Nursing home residents count on the staff members to help them care for their daily needs. While some residents need very little assistance, others are at risk of falling. Any fall can lead to catastrophic injuries for these individuals.
The residents in nursing homes often have factors that contribute to the likelihood that they’ll fall. Not only are they typically older, but they may be on medications that affect their mobility. Injuries and medical conditions can also exacerbate the possibility of falls.
Assessments must be completed
One of the most effective ways to prevent falls in nursing homes is for the staff to do a fall risk assessment on every resident. This should be done when the person first moves into the facility and periodically after. There should also be protocol in place to ensure the resident is regaining mobility appropriately after a fall.

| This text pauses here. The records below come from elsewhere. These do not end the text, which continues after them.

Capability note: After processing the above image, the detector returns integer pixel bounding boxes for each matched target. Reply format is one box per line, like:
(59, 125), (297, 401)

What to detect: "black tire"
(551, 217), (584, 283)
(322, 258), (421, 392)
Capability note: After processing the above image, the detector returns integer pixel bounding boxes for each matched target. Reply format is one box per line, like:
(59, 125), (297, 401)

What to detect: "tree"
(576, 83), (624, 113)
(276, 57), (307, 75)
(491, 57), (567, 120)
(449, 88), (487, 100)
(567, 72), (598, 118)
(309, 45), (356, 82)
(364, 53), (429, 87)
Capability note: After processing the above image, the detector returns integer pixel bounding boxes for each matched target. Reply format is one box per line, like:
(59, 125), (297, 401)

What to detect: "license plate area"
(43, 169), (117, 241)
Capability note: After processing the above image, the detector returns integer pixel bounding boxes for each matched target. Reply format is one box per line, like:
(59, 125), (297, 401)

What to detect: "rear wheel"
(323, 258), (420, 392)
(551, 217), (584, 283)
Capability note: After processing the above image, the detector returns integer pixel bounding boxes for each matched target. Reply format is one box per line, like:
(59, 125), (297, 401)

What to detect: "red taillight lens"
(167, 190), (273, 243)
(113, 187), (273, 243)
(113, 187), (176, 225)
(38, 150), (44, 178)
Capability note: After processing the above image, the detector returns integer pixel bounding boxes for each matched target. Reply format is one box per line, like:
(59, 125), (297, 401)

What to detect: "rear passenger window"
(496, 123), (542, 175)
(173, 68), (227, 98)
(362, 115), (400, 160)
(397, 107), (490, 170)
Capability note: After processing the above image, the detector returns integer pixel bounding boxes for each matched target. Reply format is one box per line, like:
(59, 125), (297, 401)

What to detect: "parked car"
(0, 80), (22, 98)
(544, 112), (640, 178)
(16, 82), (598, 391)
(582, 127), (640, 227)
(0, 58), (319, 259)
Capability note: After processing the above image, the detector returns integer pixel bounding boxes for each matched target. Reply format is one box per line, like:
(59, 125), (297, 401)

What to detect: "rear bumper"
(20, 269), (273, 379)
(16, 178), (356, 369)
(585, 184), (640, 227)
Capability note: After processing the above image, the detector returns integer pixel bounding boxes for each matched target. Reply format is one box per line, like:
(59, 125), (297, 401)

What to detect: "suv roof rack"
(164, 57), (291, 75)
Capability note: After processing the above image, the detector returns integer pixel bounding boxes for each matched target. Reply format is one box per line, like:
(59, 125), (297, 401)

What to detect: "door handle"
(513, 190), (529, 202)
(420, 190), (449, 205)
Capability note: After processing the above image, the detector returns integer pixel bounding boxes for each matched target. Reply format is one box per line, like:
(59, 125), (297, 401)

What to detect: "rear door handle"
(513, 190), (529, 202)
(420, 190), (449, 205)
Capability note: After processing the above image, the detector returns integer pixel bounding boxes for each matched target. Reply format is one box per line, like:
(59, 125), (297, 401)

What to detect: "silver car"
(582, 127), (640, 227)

Special accommodations might be necessary
Special accommodations are often necessary for nursing home residents who are deemed to have an increased risk of falling. These can include things like having someone help with toileting and mobility. Some residents might be able to simply use a walker or another assistive device.
Nursing home upkeep is crucial
Some factors that increase the risk of falls in a nursing home don’t have anything to do with the resident. Instead, things like missing or wobbly handrails, uneven floors or debris on the floors contribute to falls.
Residents who are injured in a fall need medical care at once. If nursing home negligence was a factor in the incident, they may opt to pursue a compensation claim. State law limits how long they must file the claim, so it should be done swiftly.